- Says it supports authorities in implementation of policies in the period ahead, including in the technical work to prepare the FY24 budget
The International Monetary Fund (IMF) reiterated that it is working with Pakistani authorities to bring the pending ninth review to conclusion “once the necessary financing is in place and the agreement is finalised”.
“In addition, the IMF supports the authorities in the implementation of policies in the period ahead, including in the technical work to prepare the FY24 budget, which is to be passed by the National Assembly before end-June,” Nathan Porter, the IMF Mission Chief for Pakistan, was quoted as saying in a statement to Business Recorder on Friday.

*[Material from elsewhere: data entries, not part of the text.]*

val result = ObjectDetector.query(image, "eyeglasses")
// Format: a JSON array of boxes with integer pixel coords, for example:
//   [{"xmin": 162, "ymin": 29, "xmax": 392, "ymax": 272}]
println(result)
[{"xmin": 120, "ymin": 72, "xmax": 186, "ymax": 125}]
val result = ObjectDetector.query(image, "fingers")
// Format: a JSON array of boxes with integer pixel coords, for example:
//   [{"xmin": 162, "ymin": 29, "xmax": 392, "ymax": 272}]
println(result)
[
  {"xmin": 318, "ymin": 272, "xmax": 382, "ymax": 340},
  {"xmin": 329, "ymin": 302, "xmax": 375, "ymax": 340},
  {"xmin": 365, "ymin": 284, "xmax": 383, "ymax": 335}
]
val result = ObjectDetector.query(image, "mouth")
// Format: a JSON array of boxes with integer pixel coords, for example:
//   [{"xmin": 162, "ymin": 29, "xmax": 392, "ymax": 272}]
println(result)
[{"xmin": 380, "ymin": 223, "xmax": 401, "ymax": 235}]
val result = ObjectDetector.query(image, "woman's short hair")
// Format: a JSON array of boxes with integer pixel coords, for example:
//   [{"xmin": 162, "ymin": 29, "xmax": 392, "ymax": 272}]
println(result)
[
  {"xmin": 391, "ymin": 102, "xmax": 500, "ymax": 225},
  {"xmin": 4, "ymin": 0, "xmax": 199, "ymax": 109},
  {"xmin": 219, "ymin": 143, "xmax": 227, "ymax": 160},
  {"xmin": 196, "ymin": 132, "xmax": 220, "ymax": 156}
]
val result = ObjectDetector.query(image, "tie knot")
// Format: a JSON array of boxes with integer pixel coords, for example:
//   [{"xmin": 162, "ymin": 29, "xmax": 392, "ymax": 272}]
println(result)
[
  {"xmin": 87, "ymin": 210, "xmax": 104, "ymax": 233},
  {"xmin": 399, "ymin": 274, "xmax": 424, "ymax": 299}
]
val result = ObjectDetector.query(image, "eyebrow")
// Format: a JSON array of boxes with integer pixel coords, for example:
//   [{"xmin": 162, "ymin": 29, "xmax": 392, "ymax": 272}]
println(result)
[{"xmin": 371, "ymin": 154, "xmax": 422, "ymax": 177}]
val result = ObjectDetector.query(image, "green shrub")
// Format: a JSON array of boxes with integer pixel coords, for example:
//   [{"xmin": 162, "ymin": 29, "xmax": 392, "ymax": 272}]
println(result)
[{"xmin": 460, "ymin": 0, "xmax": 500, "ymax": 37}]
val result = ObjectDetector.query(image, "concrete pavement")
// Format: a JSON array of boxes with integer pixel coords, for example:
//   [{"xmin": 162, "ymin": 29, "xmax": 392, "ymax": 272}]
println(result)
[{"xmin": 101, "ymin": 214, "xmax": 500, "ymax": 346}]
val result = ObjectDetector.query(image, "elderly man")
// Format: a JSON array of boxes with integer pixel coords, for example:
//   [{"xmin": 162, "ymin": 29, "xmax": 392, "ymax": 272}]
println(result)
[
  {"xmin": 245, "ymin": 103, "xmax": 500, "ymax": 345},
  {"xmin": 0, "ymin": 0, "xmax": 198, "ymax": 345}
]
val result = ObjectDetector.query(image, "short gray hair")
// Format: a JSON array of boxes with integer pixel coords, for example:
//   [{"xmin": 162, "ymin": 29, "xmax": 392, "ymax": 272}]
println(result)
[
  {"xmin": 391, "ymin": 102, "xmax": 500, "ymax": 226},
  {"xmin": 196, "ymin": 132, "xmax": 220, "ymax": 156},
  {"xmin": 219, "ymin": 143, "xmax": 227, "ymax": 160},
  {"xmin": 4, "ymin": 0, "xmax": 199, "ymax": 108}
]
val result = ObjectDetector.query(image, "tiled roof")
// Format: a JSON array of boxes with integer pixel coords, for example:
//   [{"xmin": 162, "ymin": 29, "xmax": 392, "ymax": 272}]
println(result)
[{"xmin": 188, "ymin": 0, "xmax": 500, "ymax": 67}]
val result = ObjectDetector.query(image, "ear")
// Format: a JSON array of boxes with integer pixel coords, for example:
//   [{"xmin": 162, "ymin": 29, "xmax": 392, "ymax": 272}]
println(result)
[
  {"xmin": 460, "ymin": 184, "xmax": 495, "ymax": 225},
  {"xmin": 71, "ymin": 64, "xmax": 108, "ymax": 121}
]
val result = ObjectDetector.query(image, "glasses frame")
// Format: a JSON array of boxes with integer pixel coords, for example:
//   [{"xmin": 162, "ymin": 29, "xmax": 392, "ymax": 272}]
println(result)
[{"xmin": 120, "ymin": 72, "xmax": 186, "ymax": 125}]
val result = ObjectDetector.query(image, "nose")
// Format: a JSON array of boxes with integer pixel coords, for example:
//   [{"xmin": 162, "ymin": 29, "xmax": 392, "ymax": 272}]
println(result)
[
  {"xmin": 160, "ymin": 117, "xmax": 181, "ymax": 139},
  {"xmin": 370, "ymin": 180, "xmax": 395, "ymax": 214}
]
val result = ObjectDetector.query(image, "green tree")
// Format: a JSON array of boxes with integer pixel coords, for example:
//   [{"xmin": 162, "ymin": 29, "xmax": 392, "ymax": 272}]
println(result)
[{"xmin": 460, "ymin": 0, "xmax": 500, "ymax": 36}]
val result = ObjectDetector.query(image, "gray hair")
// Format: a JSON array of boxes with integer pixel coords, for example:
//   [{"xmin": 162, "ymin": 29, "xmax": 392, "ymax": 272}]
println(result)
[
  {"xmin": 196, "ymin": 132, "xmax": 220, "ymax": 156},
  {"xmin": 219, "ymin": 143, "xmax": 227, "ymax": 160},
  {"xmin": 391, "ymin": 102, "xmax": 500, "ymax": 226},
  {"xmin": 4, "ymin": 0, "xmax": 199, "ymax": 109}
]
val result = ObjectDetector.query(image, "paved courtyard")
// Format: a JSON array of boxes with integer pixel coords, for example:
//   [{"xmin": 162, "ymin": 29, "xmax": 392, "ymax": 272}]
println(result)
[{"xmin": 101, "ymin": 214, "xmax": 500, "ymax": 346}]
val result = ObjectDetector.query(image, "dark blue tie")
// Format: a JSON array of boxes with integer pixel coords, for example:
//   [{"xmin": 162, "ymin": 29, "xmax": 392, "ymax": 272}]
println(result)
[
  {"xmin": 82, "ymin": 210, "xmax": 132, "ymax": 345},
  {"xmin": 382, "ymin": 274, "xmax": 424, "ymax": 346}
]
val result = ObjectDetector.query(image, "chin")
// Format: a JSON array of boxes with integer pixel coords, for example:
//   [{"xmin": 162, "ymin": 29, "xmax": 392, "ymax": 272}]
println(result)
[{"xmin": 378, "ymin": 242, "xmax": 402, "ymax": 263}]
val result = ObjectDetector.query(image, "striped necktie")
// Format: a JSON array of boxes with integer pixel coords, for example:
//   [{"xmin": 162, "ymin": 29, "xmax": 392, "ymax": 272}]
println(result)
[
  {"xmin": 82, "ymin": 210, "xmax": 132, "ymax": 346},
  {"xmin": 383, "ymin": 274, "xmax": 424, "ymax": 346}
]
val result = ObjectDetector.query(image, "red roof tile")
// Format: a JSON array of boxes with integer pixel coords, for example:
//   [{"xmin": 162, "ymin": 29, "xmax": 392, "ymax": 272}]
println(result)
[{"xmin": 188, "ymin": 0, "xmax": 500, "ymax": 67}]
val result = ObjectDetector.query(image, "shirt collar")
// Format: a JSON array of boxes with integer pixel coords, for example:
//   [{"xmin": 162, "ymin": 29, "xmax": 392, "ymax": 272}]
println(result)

The development comes as Pakistan remains engaged with the Washington-based lender to resume its bailout programme that has been stalled at the ninth review since November last year.
As part of prior conditions to resume funding, Pakistan was required to undertake a series of steps including new taxation measures, free-floating exchange rate, and hike in energy tariffs.
It was also required to ensure that its balance of payments’ gap was fully financed for the remainder of the IMF programme that ends in June. While Pakistan managed to secure $3 billion in additional funding – including $2 billion from Saudi Arabia and another $1 billion from the UAE – the IMF said after the commitments back then that it was looking forward to obtaining the necessary financing assurances as soon as possible to pave the way for the successful completion of the 9th Extended Fund Facility (EFF) review.
The statement implied that there was still some way to go before Pakistan’s balance of payments’ gap was fully financed.
Additionally, on Friday, it was reported that Pakistan is required to make debt payments of $3.7 billion in May and June, according to Fitch Ratings, which would cause further pressure on an already depleted level of foreign exchange reserves.
Pakistan’s policymakers have derived some hope from a current account surplus in March, which brings down the gap in financing, but securing fresh funding commitments – even after China’s rollover and another refinanced loan of $1.3 billion – remains the next hurdle.